Not willing to quietly slither away, Ford and Prime Sports Marketing then sued Williamson for $100 million for breach of contract. Their unique argument as to why not being licensed shouldn't matter comes from the fact that if Williamson earlier received illegal gifts that would have made him ineligible by NCAA standards, the licensing laws put in place to protect student-athletes from unscrupulous agents would no longer apply.
Or as Doug Eaton, an attorney representing Ford, explained to Judge Miller: "The purpose of this statute is to protect student-athletes — actual student-athletes, eligible student-athletes — from predatory behavior of agents. It's not designed to protect people that are already accepting improper benefits. If you're accepting improper benefits, you are not an eligible student-athlete, and the NCAA can rule retroactively that you are ineligible. It has happened numerous times before."
The whole thing should make any decent soul head for a long, hot shower as soon as possible to wash away as much of the dirt and sleaze and hypocrisy of big-time college athletics as is possible.
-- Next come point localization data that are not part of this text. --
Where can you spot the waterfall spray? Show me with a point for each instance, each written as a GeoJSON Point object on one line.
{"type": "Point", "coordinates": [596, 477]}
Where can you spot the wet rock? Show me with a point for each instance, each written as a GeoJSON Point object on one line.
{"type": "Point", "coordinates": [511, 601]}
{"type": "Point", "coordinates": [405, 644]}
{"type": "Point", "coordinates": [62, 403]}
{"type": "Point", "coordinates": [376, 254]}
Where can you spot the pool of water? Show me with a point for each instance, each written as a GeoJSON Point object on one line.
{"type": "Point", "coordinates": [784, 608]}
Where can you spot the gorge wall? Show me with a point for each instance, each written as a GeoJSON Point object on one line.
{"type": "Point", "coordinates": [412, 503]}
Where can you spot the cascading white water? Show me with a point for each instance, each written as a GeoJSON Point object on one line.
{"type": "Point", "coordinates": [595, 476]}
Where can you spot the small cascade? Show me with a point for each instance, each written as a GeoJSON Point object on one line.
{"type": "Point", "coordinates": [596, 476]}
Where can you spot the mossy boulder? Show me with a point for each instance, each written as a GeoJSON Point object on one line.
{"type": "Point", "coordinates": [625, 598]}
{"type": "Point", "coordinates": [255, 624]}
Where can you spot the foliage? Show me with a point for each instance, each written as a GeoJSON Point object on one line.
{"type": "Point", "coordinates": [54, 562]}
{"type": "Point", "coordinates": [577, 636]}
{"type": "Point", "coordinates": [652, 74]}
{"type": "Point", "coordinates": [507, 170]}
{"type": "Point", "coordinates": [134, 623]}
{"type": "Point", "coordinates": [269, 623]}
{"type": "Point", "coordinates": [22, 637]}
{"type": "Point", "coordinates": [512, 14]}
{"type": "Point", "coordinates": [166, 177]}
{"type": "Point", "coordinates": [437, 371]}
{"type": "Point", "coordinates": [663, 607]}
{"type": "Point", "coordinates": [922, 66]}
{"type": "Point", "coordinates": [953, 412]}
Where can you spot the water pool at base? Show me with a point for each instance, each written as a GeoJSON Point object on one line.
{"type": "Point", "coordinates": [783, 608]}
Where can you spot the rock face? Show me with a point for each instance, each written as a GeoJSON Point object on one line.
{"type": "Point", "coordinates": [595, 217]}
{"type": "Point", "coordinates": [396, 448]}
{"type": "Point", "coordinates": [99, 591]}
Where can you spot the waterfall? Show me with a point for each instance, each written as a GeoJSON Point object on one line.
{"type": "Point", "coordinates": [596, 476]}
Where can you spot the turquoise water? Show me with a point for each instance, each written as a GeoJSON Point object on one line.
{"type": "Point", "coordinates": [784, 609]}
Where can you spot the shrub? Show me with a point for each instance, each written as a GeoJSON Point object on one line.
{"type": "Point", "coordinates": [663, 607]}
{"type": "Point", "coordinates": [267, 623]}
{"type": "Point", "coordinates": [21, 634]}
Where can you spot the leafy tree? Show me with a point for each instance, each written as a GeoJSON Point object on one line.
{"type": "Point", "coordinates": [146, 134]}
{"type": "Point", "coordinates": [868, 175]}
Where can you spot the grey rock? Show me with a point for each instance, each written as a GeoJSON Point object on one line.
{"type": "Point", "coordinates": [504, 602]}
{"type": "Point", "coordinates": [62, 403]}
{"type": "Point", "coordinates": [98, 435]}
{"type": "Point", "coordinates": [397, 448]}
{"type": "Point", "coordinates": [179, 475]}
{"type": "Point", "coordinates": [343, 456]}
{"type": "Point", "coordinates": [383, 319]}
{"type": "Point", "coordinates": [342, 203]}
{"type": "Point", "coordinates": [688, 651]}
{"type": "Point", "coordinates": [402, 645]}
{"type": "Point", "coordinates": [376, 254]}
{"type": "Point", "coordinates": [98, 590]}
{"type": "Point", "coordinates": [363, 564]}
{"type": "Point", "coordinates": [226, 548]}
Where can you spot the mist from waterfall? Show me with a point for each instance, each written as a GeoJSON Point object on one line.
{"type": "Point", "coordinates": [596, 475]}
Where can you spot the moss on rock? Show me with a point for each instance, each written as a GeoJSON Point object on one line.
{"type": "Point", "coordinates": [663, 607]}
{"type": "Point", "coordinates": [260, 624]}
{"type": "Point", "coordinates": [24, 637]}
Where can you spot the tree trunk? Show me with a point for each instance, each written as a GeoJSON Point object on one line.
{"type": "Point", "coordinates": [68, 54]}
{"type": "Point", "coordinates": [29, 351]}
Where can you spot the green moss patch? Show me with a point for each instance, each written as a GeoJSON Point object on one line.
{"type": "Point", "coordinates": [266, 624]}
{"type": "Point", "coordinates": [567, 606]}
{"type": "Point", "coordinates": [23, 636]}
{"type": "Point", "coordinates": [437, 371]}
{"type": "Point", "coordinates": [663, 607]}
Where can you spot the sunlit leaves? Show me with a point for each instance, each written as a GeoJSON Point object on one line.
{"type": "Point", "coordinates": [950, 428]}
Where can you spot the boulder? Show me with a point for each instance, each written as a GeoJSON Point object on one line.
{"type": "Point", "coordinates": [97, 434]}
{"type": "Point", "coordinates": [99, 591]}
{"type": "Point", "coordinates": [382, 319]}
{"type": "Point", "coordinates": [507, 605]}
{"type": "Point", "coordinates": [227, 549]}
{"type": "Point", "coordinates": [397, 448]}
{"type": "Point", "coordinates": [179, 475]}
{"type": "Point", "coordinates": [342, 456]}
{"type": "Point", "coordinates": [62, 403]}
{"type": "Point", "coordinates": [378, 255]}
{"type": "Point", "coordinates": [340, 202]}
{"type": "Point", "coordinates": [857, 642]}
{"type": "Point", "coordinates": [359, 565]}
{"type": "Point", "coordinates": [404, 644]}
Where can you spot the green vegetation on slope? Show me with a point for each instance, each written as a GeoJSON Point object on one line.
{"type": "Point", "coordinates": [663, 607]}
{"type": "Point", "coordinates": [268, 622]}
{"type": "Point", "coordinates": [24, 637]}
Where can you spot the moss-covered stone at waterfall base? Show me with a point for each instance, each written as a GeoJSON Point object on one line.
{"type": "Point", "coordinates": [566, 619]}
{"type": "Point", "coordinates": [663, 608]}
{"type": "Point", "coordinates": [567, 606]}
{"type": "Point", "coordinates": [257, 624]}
Yet given the shaky nature of Prime Sports Marketing and its reasoning for the suit against Williamson, a successful appeal is not only possible, but probably all but certain. And perhaps it should be, given that Ford was not licensed in North Carolina, and probably shouldn't be licensed anywhere if her reaction to being dumped by Williamson because of questionable credentials is to out him for NCAA violations.
Talk about no honor among thieves.
But what if the appeal shockingly fails? What if Williamson is forced to not only answer questions about impermissible benefits he may have received before or during his time at Duke, but also admits to the charges Ford alleges?
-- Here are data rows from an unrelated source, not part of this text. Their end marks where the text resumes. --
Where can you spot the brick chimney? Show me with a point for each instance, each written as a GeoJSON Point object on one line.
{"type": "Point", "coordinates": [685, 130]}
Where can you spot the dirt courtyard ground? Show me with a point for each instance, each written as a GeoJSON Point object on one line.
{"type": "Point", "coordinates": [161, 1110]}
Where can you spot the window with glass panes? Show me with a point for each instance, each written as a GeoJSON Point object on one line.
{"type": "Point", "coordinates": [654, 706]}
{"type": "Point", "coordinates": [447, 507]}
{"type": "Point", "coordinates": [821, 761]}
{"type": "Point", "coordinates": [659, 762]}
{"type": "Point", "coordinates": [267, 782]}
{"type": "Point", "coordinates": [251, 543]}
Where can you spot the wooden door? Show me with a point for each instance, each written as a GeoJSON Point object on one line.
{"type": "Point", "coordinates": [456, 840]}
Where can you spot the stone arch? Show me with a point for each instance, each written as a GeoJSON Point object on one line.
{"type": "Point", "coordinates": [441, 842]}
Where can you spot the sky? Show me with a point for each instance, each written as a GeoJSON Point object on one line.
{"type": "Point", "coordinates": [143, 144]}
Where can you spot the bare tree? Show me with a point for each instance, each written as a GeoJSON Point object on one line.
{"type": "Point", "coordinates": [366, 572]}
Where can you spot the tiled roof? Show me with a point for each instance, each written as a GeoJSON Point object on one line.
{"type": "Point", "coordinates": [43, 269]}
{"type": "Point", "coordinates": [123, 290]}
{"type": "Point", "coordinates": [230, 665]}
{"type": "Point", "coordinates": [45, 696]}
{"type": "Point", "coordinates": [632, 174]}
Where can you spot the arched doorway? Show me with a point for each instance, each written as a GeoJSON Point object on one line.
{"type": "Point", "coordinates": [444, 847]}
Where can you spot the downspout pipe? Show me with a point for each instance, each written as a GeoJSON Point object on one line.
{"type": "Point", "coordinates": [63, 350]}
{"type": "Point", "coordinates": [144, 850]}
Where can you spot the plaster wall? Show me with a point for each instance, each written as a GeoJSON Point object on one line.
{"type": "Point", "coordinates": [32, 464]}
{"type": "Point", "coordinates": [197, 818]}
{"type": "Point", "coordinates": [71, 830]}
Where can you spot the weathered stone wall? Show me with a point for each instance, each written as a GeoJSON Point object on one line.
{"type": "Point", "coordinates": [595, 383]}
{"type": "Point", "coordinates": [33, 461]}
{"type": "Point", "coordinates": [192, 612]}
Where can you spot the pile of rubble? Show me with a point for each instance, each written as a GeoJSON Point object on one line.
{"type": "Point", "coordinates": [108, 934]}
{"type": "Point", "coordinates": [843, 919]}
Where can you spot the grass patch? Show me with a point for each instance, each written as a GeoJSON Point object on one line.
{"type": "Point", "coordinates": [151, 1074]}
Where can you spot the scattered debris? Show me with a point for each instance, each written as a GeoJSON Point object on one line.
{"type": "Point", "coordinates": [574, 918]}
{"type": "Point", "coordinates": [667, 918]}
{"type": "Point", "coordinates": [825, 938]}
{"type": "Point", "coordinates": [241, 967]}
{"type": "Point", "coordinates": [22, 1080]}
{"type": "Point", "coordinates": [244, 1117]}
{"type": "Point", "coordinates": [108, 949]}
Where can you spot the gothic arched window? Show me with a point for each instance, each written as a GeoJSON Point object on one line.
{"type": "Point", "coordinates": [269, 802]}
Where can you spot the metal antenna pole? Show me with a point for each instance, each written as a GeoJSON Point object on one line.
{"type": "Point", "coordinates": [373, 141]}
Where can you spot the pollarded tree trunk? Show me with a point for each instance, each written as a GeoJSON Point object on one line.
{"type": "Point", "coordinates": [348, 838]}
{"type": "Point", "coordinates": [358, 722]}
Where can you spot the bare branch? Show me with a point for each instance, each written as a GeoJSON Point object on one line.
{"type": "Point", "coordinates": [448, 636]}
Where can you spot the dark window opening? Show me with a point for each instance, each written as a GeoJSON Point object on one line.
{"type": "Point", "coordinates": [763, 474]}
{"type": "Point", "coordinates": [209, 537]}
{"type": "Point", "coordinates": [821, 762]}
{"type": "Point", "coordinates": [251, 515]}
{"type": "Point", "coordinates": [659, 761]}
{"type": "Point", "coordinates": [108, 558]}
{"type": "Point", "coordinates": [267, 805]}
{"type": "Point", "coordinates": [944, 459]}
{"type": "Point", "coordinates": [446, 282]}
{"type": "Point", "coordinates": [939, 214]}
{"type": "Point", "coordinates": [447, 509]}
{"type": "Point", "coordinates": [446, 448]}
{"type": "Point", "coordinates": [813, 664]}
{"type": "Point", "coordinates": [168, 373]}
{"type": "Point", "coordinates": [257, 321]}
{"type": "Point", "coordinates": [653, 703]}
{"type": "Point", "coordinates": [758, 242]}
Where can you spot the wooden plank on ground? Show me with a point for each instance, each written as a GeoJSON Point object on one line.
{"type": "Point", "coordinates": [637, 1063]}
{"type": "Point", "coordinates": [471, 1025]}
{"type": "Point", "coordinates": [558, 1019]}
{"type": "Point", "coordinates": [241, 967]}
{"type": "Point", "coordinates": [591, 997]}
Could Duke and Coach K find themselves staring at a well-deserved NCAA probation if the accusations prove true? And what about the previous years when similar stories surfaced about the Blue Devils' recruiting practices, especially when Marvin Bagley III reportedly chose the Dookies at least partly because Nike was reportedly paying his dad a six-figure salary to coach a select team the shoe giant sponsored?
Would those recruiting wins be investigated as well?
Merely consider that Arizona and LSU — two schools that appeared to most brazenly break NCAA rules in the recent far-reaching FBI investigation and are supposed to finally receive a notice of allegations any day now — are both having banner recruiting years.
At the Power Five level, crime continues to pay in a big way.
Back in May, when Williamson's legal team filed motions to prevent him from answering Ford's questions about impermissible benefits, it labeled such questions as "invasive" and "irrelevant."
Invasive they may be. But irrelevant? Perhaps so in these legal proceedings.
But among those schools that must recruit against the Blue Devils, Williamson's answers — should he be forced to truthfully respond — are as relevant as it gets to somewhat leveling a playing court that has been perceived for far too long to tilt unfairly toward the sport's elite.